Trois ans après la palme d’or de Cristian Mungiu avec 4 mois 3 semaines 2 jours, les cinéastes roumains sont toujours bien présents. Avant de voir si au prochain festival de Cannes la cinématographie roumaine remportera une nouvelle fois un prix (au moins un prix à chaque édition depuis 2001 toutes sélections confondues), avec les derniers films de Cristi Puiu (Aurora) et de Radu Muntean (Marti, dupa craciun), le festival international du film policier de Beaunes a présenté If I want to whistle, I whistle de Florin Serban et lui a décerné le prix sang neuf.Il faut préciser que déjà à Berlin le film avait fait son petit effet, et était reparti avec rien de moins que l’Ours d’argent-Grand Prix du Jury, et le Prix Alfred Bauer qui récompense le film jugé le plus novateur de la sélection.
If I want to whistle I whistle fait un peu penser à une version roumaine d’Un Prophète. Silviu vit ces derniers jours en prison avant sa libération prévue dans 15 jours. Le schéma traditionnel est donc inversé, il ne se termine pas par l’emprisonnement mais commence par l’annonce de la sortie. Le jeune héros n’est pourtant pas au bout de ses peines, avec les humiliations, les magouilles des codétenus jaloux et la réapparition d’une mère qui menace d’emmener son petit frère en Italie.

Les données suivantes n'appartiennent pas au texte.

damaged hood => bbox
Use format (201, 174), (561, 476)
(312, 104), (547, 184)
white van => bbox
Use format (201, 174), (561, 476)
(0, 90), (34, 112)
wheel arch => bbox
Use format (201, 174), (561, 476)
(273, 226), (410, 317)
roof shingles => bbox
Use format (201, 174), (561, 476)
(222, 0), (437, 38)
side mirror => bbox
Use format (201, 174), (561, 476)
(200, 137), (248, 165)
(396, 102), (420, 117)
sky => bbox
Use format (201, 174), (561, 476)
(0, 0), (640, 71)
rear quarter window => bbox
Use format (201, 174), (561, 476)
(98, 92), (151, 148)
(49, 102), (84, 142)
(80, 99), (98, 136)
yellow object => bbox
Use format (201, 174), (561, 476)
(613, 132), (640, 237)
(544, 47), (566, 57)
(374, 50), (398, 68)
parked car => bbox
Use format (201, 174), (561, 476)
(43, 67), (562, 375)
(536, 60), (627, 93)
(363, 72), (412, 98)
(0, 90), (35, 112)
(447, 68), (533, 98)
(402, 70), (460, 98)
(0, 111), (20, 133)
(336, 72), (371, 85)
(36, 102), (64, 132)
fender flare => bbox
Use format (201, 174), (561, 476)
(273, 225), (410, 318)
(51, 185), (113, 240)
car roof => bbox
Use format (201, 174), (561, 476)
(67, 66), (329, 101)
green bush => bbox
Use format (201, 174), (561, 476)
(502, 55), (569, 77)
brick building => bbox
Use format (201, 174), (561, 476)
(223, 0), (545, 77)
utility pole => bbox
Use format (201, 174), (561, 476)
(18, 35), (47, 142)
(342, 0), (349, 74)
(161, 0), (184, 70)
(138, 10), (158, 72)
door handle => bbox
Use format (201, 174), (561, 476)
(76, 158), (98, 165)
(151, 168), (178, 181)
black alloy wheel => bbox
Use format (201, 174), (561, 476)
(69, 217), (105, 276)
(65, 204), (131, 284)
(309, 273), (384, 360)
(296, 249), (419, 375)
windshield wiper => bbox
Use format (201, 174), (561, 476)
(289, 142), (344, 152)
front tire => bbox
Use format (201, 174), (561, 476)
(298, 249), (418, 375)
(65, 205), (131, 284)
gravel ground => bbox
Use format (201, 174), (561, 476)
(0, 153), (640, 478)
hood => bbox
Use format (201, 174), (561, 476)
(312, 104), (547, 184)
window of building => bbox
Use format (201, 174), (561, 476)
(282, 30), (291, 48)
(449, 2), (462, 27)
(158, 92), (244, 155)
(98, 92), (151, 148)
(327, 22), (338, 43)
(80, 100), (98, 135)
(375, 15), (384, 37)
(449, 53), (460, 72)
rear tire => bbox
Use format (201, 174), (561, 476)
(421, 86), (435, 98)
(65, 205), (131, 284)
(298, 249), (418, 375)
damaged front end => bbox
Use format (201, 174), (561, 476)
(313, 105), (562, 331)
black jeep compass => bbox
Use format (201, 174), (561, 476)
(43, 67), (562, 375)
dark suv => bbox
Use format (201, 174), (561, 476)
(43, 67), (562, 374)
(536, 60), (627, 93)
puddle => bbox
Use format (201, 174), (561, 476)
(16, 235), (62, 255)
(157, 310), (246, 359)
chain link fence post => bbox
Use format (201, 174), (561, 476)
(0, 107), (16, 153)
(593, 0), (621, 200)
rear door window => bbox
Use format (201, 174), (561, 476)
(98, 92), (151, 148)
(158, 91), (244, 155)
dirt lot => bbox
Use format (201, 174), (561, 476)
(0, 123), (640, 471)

Florin Serban met ainsi le doigt sur une actualité sociale toujours difficile dans le pays de l’Union européenne le plus pauvre. Les inflations post-Ceaucescu et post-intégration ont provoqué un "exil parental" et le phénomène des "euros-orphelins". Les parents partent travailler à l’ouest, le plus souvent en Italie, plus proche géographiquement et linguistiquement, et laissent leurs enfants plus ou moins à l’abandon. Silviu est issu de cette génération, il a environ 18 ans, a élevé son frère quand sa mère partait travailler ou tenter de refaire sa vie. On n’a pas de précision quant au motif de l’enfermement mais c’est sans grande importance, on sait déjà que c’est le résultat de cette situation. Jusque là, le jeune homme semblait avoir trouvé un certain équilibre en prison, tout bascule au cours d’une visite de son petit frère qui lui annonce le retour de leur mère et son projet de l’emmener en Italie. A partir de là, le jeune homme multiplie les montées de violence, est prêt à tout pour être sûr de voir son frère à sa sortie, jusqu’à mettre celle-ci en péril.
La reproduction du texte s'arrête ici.